If you haven’t raised prices in two or three years, the increase needs to reflect that. Ten to fifteen percent is not unreasonable for most shops in this trade right now, and on certain species or services where you’re chronically underpriced, the right number may be higher. Run your costs first, then decide — but don’t talk yourself into a number so small it doesn’t change anything.
The goal isn’t to nickel-and-dime your customer base every six months. It’s to make a meaningful adjustment, hold it, and deliver such consistent quality that the new price feels obvious within a year.
Step Five: Use the Increase to Weed Out Low-Margin Work
Here’s the part most articles won’t tell you: a price increase is the cleanest, most professional way to fire the customers who have been quietly draining your shop.
“A price increase is the most professional way there is to fire the customers who have been quietly draining your shop.”
Every taxidermist has them. The customer who drops off a single squirrel and calls four times a month asking if it’s done. The guy who haggles every invoice. The one who pays late. The one whose work always takes twice as long as it should because of “just one more thing.”

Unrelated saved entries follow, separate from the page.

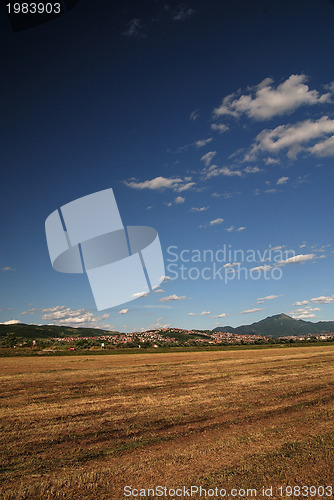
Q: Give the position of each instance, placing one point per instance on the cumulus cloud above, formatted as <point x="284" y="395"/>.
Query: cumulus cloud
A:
<point x="216" y="221"/>
<point x="214" y="171"/>
<point x="219" y="127"/>
<point x="323" y="299"/>
<point x="183" y="13"/>
<point x="203" y="142"/>
<point x="123" y="311"/>
<point x="304" y="316"/>
<point x="194" y="115"/>
<point x="134" y="28"/>
<point x="139" y="295"/>
<point x="174" y="183"/>
<point x="323" y="148"/>
<point x="170" y="298"/>
<point x="282" y="180"/>
<point x="255" y="309"/>
<point x="264" y="101"/>
<point x="261" y="268"/>
<point x="11" y="322"/>
<point x="252" y="170"/>
<point x="297" y="259"/>
<point x="198" y="209"/>
<point x="293" y="138"/>
<point x="63" y="315"/>
<point x="268" y="297"/>
<point x="207" y="158"/>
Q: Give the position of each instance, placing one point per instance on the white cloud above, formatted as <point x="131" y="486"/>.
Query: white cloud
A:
<point x="268" y="297"/>
<point x="203" y="142"/>
<point x="252" y="170"/>
<point x="62" y="315"/>
<point x="216" y="221"/>
<point x="264" y="101"/>
<point x="214" y="171"/>
<point x="134" y="28"/>
<point x="139" y="295"/>
<point x="203" y="313"/>
<point x="219" y="127"/>
<point x="304" y="316"/>
<point x="271" y="161"/>
<point x="282" y="180"/>
<point x="261" y="268"/>
<point x="175" y="183"/>
<point x="293" y="138"/>
<point x="323" y="299"/>
<point x="324" y="148"/>
<point x="171" y="298"/>
<point x="194" y="115"/>
<point x="255" y="309"/>
<point x="200" y="209"/>
<point x="123" y="311"/>
<point x="183" y="13"/>
<point x="207" y="158"/>
<point x="297" y="259"/>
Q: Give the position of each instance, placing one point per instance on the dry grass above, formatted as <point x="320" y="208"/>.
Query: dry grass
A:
<point x="84" y="427"/>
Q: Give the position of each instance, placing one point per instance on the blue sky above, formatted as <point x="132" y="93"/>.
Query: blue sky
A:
<point x="213" y="122"/>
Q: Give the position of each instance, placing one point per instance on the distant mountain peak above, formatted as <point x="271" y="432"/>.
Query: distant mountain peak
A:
<point x="280" y="325"/>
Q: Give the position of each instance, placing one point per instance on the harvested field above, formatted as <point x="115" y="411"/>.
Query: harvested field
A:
<point x="84" y="427"/>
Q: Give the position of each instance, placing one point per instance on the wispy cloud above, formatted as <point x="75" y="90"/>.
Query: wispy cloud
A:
<point x="264" y="101"/>
<point x="214" y="171"/>
<point x="323" y="299"/>
<point x="297" y="259"/>
<point x="123" y="311"/>
<point x="216" y="221"/>
<point x="219" y="127"/>
<point x="194" y="115"/>
<point x="202" y="142"/>
<point x="208" y="157"/>
<point x="183" y="13"/>
<point x="268" y="297"/>
<point x="282" y="180"/>
<point x="63" y="315"/>
<point x="249" y="311"/>
<point x="293" y="138"/>
<point x="134" y="29"/>
<point x="170" y="298"/>
<point x="161" y="183"/>
<point x="198" y="209"/>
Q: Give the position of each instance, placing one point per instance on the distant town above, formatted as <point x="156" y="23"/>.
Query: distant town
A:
<point x="164" y="336"/>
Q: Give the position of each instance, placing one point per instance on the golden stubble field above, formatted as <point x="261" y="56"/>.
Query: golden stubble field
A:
<point x="83" y="427"/>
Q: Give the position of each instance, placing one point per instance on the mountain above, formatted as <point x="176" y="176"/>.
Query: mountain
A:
<point x="281" y="325"/>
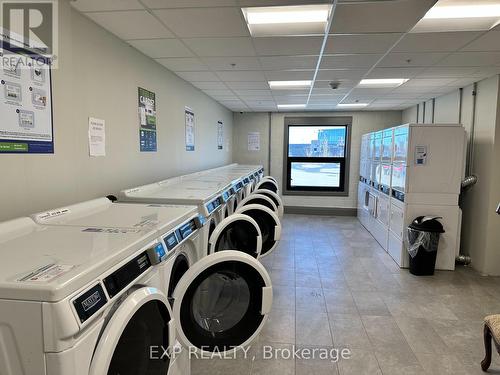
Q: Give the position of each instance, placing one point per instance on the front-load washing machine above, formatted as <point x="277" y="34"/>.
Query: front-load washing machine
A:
<point x="102" y="214"/>
<point x="260" y="199"/>
<point x="269" y="225"/>
<point x="209" y="202"/>
<point x="275" y="198"/>
<point x="269" y="184"/>
<point x="89" y="301"/>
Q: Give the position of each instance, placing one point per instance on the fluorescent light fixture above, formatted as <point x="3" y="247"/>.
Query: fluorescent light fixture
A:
<point x="463" y="11"/>
<point x="291" y="106"/>
<point x="453" y="15"/>
<point x="287" y="20"/>
<point x="289" y="84"/>
<point x="352" y="105"/>
<point x="381" y="83"/>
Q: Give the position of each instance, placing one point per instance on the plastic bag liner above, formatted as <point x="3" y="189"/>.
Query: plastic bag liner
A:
<point x="423" y="232"/>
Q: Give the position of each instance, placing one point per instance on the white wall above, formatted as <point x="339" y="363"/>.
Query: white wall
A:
<point x="480" y="225"/>
<point x="98" y="76"/>
<point x="362" y="122"/>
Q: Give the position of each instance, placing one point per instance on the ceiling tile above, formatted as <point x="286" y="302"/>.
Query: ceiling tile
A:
<point x="447" y="72"/>
<point x="361" y="43"/>
<point x="296" y="45"/>
<point x="133" y="24"/>
<point x="225" y="63"/>
<point x="340" y="74"/>
<point x="379" y="16"/>
<point x="323" y="87"/>
<point x="350" y="61"/>
<point x="394" y="72"/>
<point x="488" y="42"/>
<point x="158" y="48"/>
<point x="248" y="85"/>
<point x="220" y="93"/>
<point x="217" y="47"/>
<point x="210" y="85"/>
<point x="411" y="59"/>
<point x="198" y="76"/>
<point x="186" y="64"/>
<point x="204" y="22"/>
<point x="241" y="76"/>
<point x="428" y="82"/>
<point x="472" y="59"/>
<point x="105" y="5"/>
<point x="290" y="92"/>
<point x="247" y="92"/>
<point x="163" y="4"/>
<point x="435" y="42"/>
<point x="288" y="62"/>
<point x="289" y="75"/>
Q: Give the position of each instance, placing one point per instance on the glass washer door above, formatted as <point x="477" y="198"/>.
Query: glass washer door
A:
<point x="237" y="232"/>
<point x="143" y="320"/>
<point x="259" y="199"/>
<point x="222" y="302"/>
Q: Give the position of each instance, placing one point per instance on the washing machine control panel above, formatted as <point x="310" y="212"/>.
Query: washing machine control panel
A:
<point x="90" y="302"/>
<point x="123" y="276"/>
<point x="213" y="205"/>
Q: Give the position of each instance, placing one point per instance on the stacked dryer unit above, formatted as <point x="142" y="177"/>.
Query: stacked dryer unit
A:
<point x="409" y="171"/>
<point x="91" y="300"/>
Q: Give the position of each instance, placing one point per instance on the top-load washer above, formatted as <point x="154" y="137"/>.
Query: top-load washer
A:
<point x="90" y="301"/>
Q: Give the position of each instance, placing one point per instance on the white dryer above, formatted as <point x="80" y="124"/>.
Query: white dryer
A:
<point x="89" y="301"/>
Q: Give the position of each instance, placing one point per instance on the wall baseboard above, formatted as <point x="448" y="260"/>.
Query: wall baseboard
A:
<point x="326" y="211"/>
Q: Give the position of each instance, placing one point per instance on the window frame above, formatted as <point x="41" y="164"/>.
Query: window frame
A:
<point x="343" y="190"/>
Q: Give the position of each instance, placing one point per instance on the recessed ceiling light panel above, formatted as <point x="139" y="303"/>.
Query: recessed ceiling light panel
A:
<point x="287" y="20"/>
<point x="289" y="85"/>
<point x="453" y="15"/>
<point x="352" y="105"/>
<point x="291" y="106"/>
<point x="382" y="83"/>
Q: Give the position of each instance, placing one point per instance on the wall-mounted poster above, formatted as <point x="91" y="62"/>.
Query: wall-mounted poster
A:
<point x="254" y="141"/>
<point x="189" y="118"/>
<point x="147" y="120"/>
<point x="97" y="137"/>
<point x="25" y="103"/>
<point x="220" y="135"/>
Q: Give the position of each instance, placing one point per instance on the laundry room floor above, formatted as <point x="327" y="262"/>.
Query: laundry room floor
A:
<point x="336" y="288"/>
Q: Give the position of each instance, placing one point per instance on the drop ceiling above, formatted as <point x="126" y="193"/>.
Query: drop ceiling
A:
<point x="207" y="43"/>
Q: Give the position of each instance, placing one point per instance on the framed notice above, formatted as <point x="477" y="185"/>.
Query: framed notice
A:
<point x="147" y="120"/>
<point x="25" y="103"/>
<point x="189" y="123"/>
<point x="253" y="141"/>
<point x="220" y="135"/>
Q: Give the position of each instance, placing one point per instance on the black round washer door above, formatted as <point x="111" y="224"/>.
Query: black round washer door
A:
<point x="267" y="224"/>
<point x="257" y="200"/>
<point x="240" y="235"/>
<point x="222" y="307"/>
<point x="269" y="185"/>
<point x="148" y="328"/>
<point x="179" y="268"/>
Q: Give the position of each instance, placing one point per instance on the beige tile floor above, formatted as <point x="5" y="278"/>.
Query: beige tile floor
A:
<point x="335" y="287"/>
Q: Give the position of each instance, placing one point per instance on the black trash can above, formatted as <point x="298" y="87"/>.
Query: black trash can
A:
<point x="423" y="242"/>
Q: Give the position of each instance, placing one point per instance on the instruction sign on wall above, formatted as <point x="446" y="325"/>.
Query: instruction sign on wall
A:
<point x="220" y="135"/>
<point x="189" y="122"/>
<point x="25" y="103"/>
<point x="147" y="120"/>
<point x="254" y="141"/>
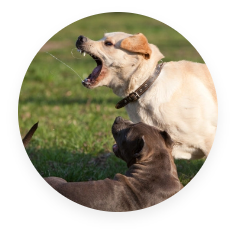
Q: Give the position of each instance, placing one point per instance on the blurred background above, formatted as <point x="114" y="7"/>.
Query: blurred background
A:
<point x="74" y="139"/>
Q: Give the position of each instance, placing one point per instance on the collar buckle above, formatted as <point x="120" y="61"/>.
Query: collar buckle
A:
<point x="133" y="96"/>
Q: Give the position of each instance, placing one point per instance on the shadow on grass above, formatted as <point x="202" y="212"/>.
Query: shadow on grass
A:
<point x="66" y="100"/>
<point x="74" y="166"/>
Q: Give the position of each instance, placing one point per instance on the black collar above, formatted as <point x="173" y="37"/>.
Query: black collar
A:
<point x="134" y="96"/>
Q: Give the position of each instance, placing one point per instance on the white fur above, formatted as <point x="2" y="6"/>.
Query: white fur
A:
<point x="182" y="101"/>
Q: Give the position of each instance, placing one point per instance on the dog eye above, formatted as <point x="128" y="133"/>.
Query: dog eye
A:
<point x="108" y="44"/>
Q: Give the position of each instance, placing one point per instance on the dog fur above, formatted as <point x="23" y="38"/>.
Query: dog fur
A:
<point x="151" y="178"/>
<point x="182" y="101"/>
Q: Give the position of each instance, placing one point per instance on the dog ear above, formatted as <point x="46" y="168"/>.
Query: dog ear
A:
<point x="137" y="43"/>
<point x="139" y="147"/>
<point x="168" y="141"/>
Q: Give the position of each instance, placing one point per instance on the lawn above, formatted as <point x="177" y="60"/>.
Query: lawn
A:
<point x="74" y="139"/>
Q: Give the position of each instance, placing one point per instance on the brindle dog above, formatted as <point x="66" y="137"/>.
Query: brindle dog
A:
<point x="151" y="178"/>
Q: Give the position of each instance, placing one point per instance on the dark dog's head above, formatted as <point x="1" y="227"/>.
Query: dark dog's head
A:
<point x="137" y="142"/>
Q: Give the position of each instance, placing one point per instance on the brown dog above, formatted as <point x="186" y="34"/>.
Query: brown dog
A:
<point x="151" y="178"/>
<point x="177" y="97"/>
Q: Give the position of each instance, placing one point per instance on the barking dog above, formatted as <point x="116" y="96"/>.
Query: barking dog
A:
<point x="180" y="98"/>
<point x="151" y="178"/>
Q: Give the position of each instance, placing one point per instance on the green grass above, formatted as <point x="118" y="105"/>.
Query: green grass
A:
<point x="74" y="137"/>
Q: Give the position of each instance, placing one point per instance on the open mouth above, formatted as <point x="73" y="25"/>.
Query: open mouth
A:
<point x="97" y="74"/>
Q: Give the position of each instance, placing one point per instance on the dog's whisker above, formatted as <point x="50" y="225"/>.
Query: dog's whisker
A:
<point x="65" y="65"/>
<point x="73" y="54"/>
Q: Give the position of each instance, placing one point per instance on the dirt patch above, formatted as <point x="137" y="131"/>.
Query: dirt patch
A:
<point x="51" y="45"/>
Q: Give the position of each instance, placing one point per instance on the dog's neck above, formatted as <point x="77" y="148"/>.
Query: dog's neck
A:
<point x="139" y="75"/>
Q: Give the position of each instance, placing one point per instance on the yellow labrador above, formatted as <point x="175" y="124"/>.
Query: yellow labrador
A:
<point x="181" y="99"/>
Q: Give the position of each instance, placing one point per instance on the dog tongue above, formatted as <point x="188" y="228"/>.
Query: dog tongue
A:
<point x="95" y="72"/>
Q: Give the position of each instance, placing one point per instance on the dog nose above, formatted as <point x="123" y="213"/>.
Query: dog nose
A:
<point x="82" y="39"/>
<point x="119" y="119"/>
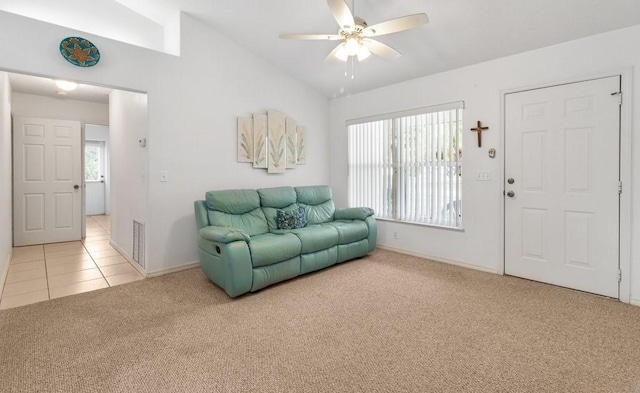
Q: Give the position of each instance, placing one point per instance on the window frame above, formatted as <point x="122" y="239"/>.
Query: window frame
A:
<point x="400" y="134"/>
<point x="101" y="161"/>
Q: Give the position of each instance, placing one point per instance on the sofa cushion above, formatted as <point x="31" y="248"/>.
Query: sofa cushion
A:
<point x="238" y="209"/>
<point x="270" y="248"/>
<point x="277" y="197"/>
<point x="233" y="201"/>
<point x="316" y="237"/>
<point x="317" y="202"/>
<point x="291" y="219"/>
<point x="274" y="199"/>
<point x="350" y="231"/>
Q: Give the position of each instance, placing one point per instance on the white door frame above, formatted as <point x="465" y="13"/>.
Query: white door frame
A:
<point x="625" y="171"/>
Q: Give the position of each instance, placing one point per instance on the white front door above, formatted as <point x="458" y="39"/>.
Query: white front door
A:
<point x="561" y="182"/>
<point x="94" y="170"/>
<point x="47" y="195"/>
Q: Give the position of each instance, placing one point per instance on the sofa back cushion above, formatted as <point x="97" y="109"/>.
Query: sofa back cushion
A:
<point x="274" y="199"/>
<point x="238" y="209"/>
<point x="317" y="202"/>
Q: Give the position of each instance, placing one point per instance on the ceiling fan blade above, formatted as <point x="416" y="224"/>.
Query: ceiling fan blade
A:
<point x="333" y="54"/>
<point x="342" y="14"/>
<point x="396" y="25"/>
<point x="382" y="50"/>
<point x="330" y="37"/>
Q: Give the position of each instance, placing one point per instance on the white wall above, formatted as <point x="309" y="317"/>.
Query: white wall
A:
<point x="193" y="133"/>
<point x="193" y="103"/>
<point x="481" y="87"/>
<point x="129" y="166"/>
<point x="5" y="177"/>
<point x="95" y="132"/>
<point x="29" y="105"/>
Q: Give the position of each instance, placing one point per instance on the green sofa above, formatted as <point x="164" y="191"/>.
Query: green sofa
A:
<point x="242" y="249"/>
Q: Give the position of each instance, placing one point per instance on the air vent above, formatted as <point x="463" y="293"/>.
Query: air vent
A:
<point x="138" y="243"/>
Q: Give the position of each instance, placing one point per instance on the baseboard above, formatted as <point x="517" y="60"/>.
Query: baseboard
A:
<point x="129" y="259"/>
<point x="156" y="273"/>
<point x="176" y="269"/>
<point x="442" y="260"/>
<point x="5" y="272"/>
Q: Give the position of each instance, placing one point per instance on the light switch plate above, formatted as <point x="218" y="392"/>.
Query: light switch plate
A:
<point x="483" y="175"/>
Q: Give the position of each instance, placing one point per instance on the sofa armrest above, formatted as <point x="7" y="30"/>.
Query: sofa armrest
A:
<point x="202" y="220"/>
<point x="223" y="234"/>
<point x="353" y="213"/>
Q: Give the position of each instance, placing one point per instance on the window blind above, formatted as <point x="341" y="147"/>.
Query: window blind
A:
<point x="407" y="166"/>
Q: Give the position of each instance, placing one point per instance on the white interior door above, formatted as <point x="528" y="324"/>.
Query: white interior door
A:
<point x="562" y="166"/>
<point x="94" y="177"/>
<point x="47" y="198"/>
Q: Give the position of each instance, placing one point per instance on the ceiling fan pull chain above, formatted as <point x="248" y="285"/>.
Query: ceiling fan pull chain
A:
<point x="352" y="74"/>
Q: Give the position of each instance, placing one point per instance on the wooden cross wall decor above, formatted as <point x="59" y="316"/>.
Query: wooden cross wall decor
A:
<point x="479" y="130"/>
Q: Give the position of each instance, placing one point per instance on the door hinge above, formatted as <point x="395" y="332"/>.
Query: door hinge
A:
<point x="619" y="94"/>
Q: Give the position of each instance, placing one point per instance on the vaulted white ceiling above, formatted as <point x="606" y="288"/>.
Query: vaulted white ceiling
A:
<point x="460" y="32"/>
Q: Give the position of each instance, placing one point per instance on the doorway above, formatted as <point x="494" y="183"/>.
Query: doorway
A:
<point x="562" y="185"/>
<point x="96" y="170"/>
<point x="47" y="182"/>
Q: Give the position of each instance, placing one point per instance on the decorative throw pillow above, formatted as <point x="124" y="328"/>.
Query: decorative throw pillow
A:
<point x="291" y="219"/>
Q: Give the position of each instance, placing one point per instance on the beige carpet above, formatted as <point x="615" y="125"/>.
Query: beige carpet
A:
<point x="384" y="323"/>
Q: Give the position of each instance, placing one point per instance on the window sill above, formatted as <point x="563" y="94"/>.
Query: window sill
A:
<point x="421" y="224"/>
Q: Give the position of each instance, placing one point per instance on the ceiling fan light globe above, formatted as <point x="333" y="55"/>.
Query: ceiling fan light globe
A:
<point x="363" y="53"/>
<point x="341" y="54"/>
<point x="352" y="46"/>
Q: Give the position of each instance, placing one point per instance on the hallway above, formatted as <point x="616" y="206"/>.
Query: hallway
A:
<point x="42" y="272"/>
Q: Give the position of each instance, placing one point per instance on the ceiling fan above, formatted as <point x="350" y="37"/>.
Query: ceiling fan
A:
<point x="357" y="36"/>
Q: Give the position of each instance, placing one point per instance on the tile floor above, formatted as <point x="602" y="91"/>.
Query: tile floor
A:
<point x="49" y="271"/>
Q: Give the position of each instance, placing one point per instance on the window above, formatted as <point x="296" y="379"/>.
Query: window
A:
<point x="93" y="165"/>
<point x="407" y="166"/>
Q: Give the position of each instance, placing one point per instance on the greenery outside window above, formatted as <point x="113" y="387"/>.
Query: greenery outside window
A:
<point x="407" y="166"/>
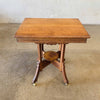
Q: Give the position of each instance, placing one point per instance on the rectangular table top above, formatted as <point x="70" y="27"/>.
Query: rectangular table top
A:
<point x="52" y="30"/>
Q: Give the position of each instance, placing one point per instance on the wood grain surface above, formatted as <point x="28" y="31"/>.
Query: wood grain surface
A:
<point x="44" y="29"/>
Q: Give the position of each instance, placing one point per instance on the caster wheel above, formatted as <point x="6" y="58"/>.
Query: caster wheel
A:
<point x="66" y="84"/>
<point x="34" y="84"/>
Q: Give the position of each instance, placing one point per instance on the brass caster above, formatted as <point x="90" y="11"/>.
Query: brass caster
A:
<point x="34" y="84"/>
<point x="66" y="84"/>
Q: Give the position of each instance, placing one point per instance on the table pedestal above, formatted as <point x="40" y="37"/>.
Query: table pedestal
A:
<point x="50" y="58"/>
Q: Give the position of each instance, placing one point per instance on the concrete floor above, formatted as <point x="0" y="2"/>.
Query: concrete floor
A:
<point x="18" y="64"/>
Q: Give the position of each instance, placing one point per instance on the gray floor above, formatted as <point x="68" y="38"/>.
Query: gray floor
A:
<point x="18" y="64"/>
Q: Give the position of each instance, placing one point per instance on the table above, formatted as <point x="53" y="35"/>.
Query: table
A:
<point x="51" y="31"/>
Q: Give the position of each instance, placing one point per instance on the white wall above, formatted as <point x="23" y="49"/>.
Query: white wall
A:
<point x="14" y="11"/>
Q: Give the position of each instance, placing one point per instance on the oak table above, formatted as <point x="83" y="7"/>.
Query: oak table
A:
<point x="51" y="31"/>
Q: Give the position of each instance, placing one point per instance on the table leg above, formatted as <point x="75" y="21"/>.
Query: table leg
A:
<point x="62" y="64"/>
<point x="38" y="63"/>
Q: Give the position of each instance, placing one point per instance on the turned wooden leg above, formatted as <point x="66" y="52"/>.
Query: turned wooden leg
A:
<point x="62" y="65"/>
<point x="38" y="64"/>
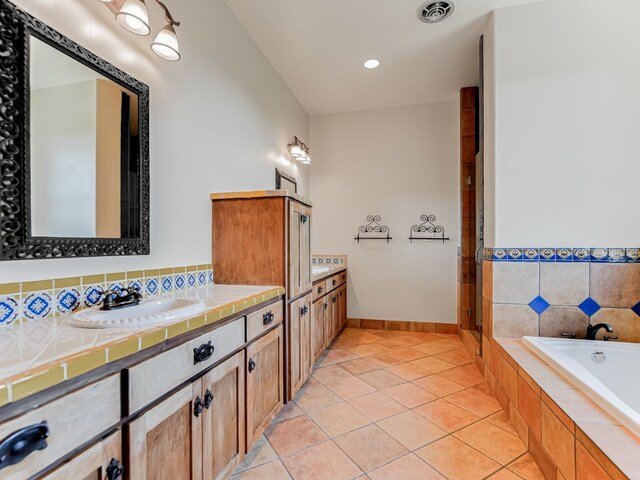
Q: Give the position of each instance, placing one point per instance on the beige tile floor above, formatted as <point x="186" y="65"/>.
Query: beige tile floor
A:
<point x="391" y="406"/>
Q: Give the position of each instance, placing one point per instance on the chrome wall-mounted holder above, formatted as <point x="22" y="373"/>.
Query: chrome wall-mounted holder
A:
<point x="373" y="230"/>
<point x="427" y="230"/>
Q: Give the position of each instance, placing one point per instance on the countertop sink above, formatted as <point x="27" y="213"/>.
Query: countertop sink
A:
<point x="147" y="312"/>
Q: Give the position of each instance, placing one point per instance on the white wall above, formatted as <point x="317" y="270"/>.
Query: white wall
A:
<point x="220" y="120"/>
<point x="567" y="124"/>
<point x="398" y="163"/>
<point x="63" y="160"/>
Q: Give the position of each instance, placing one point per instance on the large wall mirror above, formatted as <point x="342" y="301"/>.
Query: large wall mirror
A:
<point x="74" y="146"/>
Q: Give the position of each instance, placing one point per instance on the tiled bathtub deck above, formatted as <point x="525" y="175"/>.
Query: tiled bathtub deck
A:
<point x="392" y="405"/>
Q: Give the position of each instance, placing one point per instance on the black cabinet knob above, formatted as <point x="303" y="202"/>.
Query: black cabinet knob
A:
<point x="203" y="352"/>
<point x="114" y="470"/>
<point x="208" y="399"/>
<point x="267" y="318"/>
<point x="198" y="407"/>
<point x="22" y="443"/>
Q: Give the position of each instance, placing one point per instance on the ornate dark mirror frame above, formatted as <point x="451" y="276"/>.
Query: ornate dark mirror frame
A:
<point x="16" y="242"/>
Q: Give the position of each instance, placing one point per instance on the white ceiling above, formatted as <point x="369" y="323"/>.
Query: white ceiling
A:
<point x="319" y="46"/>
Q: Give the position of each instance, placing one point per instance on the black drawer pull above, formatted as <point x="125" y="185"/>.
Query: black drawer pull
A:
<point x="114" y="470"/>
<point x="19" y="445"/>
<point x="203" y="352"/>
<point x="208" y="399"/>
<point x="198" y="407"/>
<point x="267" y="318"/>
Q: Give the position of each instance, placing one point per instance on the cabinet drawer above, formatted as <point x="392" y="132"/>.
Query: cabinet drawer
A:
<point x="153" y="378"/>
<point x="319" y="289"/>
<point x="333" y="282"/>
<point x="71" y="421"/>
<point x="264" y="319"/>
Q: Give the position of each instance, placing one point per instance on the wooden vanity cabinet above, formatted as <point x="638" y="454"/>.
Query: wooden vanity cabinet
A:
<point x="265" y="377"/>
<point x="165" y="443"/>
<point x="102" y="461"/>
<point x="223" y="433"/>
<point x="301" y="361"/>
<point x="196" y="433"/>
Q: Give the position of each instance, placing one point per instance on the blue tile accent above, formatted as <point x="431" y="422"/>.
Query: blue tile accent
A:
<point x="539" y="304"/>
<point x="581" y="255"/>
<point x="37" y="305"/>
<point x="68" y="300"/>
<point x="9" y="310"/>
<point x="589" y="306"/>
<point x="564" y="255"/>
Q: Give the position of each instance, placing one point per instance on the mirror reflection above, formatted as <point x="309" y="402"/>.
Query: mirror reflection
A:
<point x="84" y="150"/>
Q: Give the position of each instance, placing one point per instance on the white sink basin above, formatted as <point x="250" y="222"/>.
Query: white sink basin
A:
<point x="147" y="312"/>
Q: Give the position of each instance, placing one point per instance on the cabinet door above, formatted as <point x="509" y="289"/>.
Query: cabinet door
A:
<point x="299" y="249"/>
<point x="166" y="442"/>
<point x="335" y="319"/>
<point x="342" y="306"/>
<point x="264" y="374"/>
<point x="103" y="461"/>
<point x="299" y="343"/>
<point x="318" y="328"/>
<point x="223" y="419"/>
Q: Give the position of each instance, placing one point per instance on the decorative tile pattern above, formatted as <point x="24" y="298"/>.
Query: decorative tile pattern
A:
<point x="68" y="300"/>
<point x="539" y="305"/>
<point x="37" y="306"/>
<point x="589" y="306"/>
<point x="9" y="310"/>
<point x="594" y="255"/>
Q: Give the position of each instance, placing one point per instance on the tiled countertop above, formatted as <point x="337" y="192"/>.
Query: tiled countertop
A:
<point x="619" y="444"/>
<point x="40" y="354"/>
<point x="332" y="271"/>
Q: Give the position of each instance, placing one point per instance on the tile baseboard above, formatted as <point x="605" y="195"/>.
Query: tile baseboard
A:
<point x="403" y="326"/>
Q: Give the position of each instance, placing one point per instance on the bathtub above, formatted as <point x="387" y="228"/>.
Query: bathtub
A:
<point x="605" y="371"/>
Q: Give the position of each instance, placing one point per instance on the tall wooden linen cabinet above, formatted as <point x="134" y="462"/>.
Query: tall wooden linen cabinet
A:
<point x="266" y="240"/>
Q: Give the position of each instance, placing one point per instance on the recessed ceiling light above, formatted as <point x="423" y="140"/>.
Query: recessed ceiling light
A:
<point x="373" y="63"/>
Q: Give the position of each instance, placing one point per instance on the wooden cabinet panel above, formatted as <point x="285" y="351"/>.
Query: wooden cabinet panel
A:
<point x="299" y="249"/>
<point x="178" y="364"/>
<point x="299" y="343"/>
<point x="223" y="433"/>
<point x="71" y="421"/>
<point x="318" y="328"/>
<point x="342" y="307"/>
<point x="166" y="442"/>
<point x="265" y="383"/>
<point x="102" y="461"/>
<point x="264" y="319"/>
<point x="319" y="290"/>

When prices go up, those customers self-select out. They go shop around, find that everyone else has also raised prices (or that nobody else will tolerate them), and either come back ready to behave — or disappear quietly. Either outcome is a win.
This is also a good moment to look at the types of work that are eating your shop. If shoulder mounts are profitable but small mammals are barely breaking even, the new price sheet should reflect that gap honestly. You’re allowed to make certain work expensive enough that you only do it when you really want to.
Step Six: Earn the New Number
A price increase puts you on the hook. If you charge more, the work has to feel like more — not necessarily in flash and detail, but in the entire experience.
That means:
- Faster, clearer communication when a customer calls or texts.
- Cleaner pickup presentation. A finished mount on a clean stand with a thank-you note costs you almost nothing and lands like a hundred-dollar upgrade.
- Honest turnaround estimates, and meeting them.
- A shop and a website that look like they belong to someone charging professional rates.
If everything around the work tightens up, the new price will feel earned. If nothing changes except the invoice, customers will notice that too.
What Actually Happens When You Do This Right
The shops I’ve watched go through this the right way — clear communication, summer announcement, fall enforcement, meaningful number — almost always report the same three things:
- They lose a small handful of customers, almost all of them ones they were glad to see go.
- Their gross revenue goes up immediately, even with slightly fewer mounts on the books.
- Their stress level drops, because the math finally works.
That third one is the part nobody talks about. Running a taxidermy shop at a price that doesn’t actually cover your time is a slow grind that burns people out of the trade every year. Charging properly isn’t greedy. It’s how you keep doing this work for another twenty years.
“Charging properly isn’t greedy. It’s how you keep doing this work for another twenty years.”
The Bottom Line
Raising prices isn’t a customer-relations problem. It’s a self-respect problem dressed up like one. Know your numbers, pick the right season, tell people clearly, raise the number enough to matter, and let the customers who shouldn’t be in your shop quietly find the door.
The ones who stay are the ones you actually wanted to be working for in the first place.